Citizen Exploration: Return to the SS Tahoe

The S.S. Tahoe: A Historical Sketch

By Denise Jaffke, California Department of Parks and Recreation

Postcard of Steamer Tahoe at Emerald Bay, Lake Tahoe, California.

Postcard of Steamer Tahoe at Emerald Bay, Lake Tahoe, California. Image courtesy of John Foster. Download image (89 KB).

The largest, most beautiful, and most famous of all the steamers that ever existed on Lake Tahoe was the Steamer Tahoe, often designated SS Tahoe. She was launched with great festivity on June 24, 1896, and spent the next 40 years in service around the lake.

The ship's hull was built in sections at Union Iron Works in San Francisco and sent by rail to Carson City, Nevada, where the sections were loaded onto horse and mule team wagons and hauled over the Clear Creek grade to Glenbrook.

Measuring 169 feet in length, the steamer was twice the length of most of the other steamers traveling around Tahoe at the time.

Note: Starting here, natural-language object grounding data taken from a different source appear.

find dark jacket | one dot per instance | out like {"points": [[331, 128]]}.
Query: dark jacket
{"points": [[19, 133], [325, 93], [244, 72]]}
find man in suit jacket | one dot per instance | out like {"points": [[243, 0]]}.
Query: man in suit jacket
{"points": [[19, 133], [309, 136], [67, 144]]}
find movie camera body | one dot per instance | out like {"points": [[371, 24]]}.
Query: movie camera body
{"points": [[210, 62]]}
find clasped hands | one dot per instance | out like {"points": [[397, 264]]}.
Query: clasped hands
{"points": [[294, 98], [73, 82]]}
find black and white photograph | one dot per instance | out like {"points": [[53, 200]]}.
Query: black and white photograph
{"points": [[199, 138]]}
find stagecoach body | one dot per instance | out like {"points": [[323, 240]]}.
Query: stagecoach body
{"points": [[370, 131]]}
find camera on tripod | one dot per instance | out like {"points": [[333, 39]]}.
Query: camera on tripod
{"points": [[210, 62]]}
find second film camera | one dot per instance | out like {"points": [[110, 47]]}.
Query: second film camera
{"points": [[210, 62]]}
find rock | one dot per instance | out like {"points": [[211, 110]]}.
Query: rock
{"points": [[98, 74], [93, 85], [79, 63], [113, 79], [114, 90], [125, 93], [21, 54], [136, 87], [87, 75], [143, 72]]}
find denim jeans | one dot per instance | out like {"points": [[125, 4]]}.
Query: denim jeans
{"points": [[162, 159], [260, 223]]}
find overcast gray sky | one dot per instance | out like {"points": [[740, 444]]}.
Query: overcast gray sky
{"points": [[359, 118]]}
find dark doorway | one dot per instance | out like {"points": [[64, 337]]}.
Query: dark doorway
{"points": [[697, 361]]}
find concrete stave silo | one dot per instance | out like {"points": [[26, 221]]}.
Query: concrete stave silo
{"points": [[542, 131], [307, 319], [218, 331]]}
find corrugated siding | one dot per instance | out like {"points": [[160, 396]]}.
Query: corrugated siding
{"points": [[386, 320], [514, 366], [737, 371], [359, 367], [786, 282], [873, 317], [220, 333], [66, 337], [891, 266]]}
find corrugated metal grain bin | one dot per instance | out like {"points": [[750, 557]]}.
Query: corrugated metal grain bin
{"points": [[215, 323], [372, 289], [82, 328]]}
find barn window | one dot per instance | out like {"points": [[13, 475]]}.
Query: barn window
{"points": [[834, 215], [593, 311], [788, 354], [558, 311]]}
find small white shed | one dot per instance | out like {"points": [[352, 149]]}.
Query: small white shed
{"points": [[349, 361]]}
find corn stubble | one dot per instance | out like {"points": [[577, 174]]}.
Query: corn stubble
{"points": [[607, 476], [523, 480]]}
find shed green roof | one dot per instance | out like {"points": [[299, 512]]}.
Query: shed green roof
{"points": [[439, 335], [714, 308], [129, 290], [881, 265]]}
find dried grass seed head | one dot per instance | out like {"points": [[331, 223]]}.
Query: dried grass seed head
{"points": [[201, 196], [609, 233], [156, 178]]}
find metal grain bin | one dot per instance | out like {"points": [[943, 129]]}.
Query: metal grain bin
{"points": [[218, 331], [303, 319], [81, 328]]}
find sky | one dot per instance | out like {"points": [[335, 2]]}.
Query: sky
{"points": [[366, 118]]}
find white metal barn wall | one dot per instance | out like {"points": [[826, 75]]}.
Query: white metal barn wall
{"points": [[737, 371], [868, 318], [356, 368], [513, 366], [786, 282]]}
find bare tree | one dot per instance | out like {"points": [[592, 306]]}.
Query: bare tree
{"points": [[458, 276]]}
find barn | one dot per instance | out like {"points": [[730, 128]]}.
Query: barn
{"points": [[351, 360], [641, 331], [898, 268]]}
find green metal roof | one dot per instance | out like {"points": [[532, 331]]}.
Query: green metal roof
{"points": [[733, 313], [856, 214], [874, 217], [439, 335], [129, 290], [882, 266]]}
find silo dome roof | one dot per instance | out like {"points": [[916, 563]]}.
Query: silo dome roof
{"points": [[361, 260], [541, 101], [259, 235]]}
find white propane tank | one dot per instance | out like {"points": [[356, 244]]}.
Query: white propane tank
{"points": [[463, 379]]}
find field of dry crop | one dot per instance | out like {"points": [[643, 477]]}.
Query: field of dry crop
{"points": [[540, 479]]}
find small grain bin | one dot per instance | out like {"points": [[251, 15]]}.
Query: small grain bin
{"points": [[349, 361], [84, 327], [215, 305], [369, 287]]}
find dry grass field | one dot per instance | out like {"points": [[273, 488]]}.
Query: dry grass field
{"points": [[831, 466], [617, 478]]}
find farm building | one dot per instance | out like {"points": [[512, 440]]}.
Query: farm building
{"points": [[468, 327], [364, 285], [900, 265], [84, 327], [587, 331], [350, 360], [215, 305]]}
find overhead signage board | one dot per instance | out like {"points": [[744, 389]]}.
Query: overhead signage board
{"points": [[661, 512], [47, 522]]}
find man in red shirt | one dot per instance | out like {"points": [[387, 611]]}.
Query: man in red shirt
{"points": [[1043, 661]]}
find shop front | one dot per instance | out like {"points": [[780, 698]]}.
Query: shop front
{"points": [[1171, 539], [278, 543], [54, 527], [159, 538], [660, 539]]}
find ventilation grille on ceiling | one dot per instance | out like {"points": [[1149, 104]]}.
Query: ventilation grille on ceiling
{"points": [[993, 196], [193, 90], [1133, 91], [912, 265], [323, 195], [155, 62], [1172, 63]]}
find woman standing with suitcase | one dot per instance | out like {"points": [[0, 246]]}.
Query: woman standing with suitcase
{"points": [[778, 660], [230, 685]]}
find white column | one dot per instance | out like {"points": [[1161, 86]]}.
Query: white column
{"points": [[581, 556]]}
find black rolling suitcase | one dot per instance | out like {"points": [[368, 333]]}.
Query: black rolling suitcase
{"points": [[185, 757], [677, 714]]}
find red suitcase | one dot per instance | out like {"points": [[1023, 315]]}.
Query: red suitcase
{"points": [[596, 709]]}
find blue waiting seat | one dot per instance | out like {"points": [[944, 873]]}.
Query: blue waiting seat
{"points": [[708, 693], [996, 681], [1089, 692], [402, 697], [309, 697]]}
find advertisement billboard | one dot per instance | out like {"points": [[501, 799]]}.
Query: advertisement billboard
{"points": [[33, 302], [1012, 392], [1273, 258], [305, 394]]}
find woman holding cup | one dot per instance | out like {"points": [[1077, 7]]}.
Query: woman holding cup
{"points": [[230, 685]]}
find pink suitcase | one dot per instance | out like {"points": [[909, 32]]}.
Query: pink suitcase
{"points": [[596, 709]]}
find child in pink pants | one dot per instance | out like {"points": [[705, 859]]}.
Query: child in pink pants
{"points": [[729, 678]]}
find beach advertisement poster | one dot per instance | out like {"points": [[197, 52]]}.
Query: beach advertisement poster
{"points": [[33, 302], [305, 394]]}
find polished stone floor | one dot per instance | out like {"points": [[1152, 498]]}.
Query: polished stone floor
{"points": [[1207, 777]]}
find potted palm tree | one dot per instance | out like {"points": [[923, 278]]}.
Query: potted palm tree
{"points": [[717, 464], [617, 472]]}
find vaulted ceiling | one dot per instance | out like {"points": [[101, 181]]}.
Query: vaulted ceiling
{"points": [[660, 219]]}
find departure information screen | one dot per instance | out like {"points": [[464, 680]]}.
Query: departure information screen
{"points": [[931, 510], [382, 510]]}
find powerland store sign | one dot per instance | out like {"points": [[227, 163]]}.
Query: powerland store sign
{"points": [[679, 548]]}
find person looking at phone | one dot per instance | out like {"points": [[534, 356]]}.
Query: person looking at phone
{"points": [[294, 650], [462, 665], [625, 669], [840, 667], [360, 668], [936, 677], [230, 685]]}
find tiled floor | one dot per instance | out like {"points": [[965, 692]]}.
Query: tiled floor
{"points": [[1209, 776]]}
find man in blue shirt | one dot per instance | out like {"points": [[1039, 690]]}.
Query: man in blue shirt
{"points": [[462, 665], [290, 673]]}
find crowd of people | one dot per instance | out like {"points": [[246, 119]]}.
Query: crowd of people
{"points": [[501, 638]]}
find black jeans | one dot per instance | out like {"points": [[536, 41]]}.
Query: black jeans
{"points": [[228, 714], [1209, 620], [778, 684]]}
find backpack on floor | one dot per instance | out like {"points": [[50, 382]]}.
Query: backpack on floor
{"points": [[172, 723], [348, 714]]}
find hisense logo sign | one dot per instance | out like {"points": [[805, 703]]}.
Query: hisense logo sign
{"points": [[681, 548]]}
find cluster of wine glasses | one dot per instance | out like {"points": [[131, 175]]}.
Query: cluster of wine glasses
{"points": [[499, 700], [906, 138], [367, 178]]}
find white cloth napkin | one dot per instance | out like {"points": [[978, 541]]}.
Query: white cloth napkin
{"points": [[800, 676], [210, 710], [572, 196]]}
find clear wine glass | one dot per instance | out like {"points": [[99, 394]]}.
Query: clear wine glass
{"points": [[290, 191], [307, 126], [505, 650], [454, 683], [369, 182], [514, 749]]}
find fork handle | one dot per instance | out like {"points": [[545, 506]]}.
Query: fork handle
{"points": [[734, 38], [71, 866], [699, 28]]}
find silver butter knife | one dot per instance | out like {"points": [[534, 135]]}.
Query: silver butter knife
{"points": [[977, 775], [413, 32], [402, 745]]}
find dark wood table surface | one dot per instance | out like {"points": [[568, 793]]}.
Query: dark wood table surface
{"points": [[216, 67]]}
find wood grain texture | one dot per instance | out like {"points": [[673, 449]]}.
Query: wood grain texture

Her narrow, sleek profile, with a beam width of only 18 feet, allowed her to reach top speeds for the time.

SS Tahoe had two huge steam engines which turned two brass three-bladed propellers, one mounted on each side of a large rudder under her curved stern. The hull was divided into eight watertight compartments giving her strength and buoyancy. Brass fixtures accentuated by mahogany trim and lavish upholstery heightened the luxury status of the “Queen of the Lake.”

The steamer Tahoe marks Lake Tahoe’s golden age when northern California’s elite were able to travel for pleasure and only the wealthy managed to escape the high summer temperatures of lower elevations. That soon changed as roads were being built and improved to accommodate the automobile, allowing folks with more modest means to access and enjoy the high country during the sweltering summer months.

Significant road improvements in the late 1920s created easier automobile access and the general economic decline of the early 1930s resulted in a steep decline in both freight and passenger revenue for the Tahoe. Laid up by the depression and having lost her lucrative mail contract, the “Queen” was abandoned and vandalized at her mooring.

Finally, her Bliss family owners decided to give Tahoe a proper burial and had her towed to Glenbrook on the Nevada shore. On August 29, 1940, she was scuttled and settled on a steep slope. Her bow rests in 380 feet; her stern is almost 500 feet deep.

In 2002, the SS Tahoe became Nevada’s first submerged site listed on the National Register of Historic Places. She is an essential touchstone of Tahoe’s collective identity and a treasured piece of the lake’s history.

While other steamers were sunk in deep water, it was the intent of the Bliss family to sink the vessel in shallow water near where she was originally launched so she might be visible from the surface. Not knowing the location of the Glenbrook canyon shelf, the vessel was unintentionally sunk in deep water where only highly skilled technical divers have been able to visit.

OpenROV gives us the opportunity to visit, monitor, and appreciate a significant part of Tahoe’s past from the safety of our laptops.